Чужая кровь (Латынин) - страница 71

Медведь исчез и вернулся не скоро, солнце уже опускалось к горизонту, он принес одеяло из Емелиного дома, принес посуду, нож, рубаху для Емели. Нож был Тарха, Емеля его узнал: кривой и с деревянной ручкой. Все это было в огромном узле. Медведь с Емелей застелили в хибаре пол сеном, покрыли его одеялом, на стол, который ему был по подбородок, Емеля поставил миску, положил нож, кружку, глиняную тарелку, и дом стал почти жилым. С этого дня и началась Емелина новая, лесная, нечеловеческая медвежья жизнь.

Странно, но Медведке было с Дедом вполне родно и привычно, может даже более, чем с Волосом. Может, потому, что Медведь больше молчал, а Волос говорил. А может, потому, что Емеля был и медвежьим сыном, и медвежий язык ему был понятен. Может, потому, что Дед был мягче Волоса, он ни разу не ударил Емелю за все одиннадцать лет их лесной жизни.

Каждую осень они с Дедом обходили все ягодные места, скоро Емеля знал, где растет черника, брусника, где прячется голубика, где булькает родник, в котором ждет тепла нежная вода, даже зимой она была нежной, хотя во время спячки Емеля пил ее только в теплую погоду, когда с отцом они просыпались, чувствуя оттепель, но таких оттепелей за одиннадцать лет было не больше семи.

Есть во время большого сна нельзя, хотя Емеле и хотелось. Особенно трудно ему пришлось в первый большой сон, он начался первого ноября. Отец отказался от своей берлоги, которая была вполне удобна и тепла, он устроился тут же в углу, на сене, и быстро заснул.

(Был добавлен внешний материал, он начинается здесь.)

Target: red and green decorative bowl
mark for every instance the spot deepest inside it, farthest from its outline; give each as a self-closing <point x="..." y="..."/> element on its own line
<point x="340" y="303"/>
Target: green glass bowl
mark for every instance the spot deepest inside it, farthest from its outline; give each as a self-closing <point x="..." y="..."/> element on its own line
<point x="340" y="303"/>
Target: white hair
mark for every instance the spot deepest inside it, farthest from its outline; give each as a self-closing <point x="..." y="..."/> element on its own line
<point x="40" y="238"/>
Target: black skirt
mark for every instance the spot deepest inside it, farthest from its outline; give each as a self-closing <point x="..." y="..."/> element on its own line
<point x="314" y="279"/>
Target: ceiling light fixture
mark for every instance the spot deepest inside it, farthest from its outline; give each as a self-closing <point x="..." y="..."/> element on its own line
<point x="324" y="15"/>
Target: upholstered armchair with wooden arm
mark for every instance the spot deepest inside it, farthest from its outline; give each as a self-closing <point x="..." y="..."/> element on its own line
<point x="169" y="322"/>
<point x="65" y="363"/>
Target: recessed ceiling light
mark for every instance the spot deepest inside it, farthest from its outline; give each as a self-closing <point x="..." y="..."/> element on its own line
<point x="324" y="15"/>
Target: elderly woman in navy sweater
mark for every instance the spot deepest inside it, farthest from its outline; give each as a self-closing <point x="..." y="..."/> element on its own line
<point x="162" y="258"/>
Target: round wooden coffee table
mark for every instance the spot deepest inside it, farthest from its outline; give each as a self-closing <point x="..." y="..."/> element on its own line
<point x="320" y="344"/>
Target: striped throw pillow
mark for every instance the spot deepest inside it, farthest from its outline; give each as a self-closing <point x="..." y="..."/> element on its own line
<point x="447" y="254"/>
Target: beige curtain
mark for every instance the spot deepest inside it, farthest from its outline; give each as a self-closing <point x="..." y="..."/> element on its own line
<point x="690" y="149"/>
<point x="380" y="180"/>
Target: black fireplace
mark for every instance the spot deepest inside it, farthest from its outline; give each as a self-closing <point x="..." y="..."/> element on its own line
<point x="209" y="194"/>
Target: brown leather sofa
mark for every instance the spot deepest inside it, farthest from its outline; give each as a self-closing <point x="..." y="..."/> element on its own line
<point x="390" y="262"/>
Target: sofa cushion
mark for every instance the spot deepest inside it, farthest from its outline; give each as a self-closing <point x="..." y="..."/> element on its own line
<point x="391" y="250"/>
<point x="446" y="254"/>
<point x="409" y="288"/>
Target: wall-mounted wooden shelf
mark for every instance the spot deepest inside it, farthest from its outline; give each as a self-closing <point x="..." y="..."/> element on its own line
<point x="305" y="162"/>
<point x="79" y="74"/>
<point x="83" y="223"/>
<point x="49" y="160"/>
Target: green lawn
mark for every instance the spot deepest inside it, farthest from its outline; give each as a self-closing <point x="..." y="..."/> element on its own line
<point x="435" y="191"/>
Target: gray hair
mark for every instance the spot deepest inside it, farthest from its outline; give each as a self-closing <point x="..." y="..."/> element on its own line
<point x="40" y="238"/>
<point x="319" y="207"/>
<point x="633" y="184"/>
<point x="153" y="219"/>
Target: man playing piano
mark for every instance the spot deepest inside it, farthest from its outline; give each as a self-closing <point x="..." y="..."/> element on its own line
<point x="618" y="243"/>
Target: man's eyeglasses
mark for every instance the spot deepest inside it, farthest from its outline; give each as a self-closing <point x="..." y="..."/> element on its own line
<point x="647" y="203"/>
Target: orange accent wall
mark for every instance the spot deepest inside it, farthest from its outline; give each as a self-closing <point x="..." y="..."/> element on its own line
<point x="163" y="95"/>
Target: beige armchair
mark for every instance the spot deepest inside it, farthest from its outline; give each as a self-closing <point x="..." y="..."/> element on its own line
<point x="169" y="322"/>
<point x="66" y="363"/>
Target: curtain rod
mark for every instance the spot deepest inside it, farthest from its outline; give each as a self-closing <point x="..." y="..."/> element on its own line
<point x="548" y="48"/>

Емеля заснул не сразу. Можно было просто лежать и отдыхать, это случилось впервые за последние месяцы – после их встречи ему пришлось носиться за отцом, залезать на деревья, доставать мед, плавать в речке, ходить на Москву-реку, руками там ловить рыбу под корягами, кататься по траве вместе со своими единокровными братьями, их было трое, они были теплыми, ласковыми, у них была мать – большая медведица, и они скоро полюбили Емелю и носились с ним куда ни попадя. Медведица поначалу ворчала на Емелю, потом привыкла, и когда Емеля разбивал нос, вылизывала ему лицо и языком вытирала слезы. Поначалу Емеля плакал часто, потом, со временем, забыл, что такое слезы.

В первые годы от ягод у него болел живот, но позже это прошло. Отец принес ему траву и показал ее в лесу. Едва начинал болеть живот, Емеля жевал листья, и боль проходила. Прижавшись к теплой шкуре Отца, мех которого поднимался и опадал ровно, Емеля думал о будущем лете, о первых цветах, о дрозде, которого он подобрал, когда еще жил в своем московском доме и который узнал его здесь и прилетал к нему, пока не улетел осенью.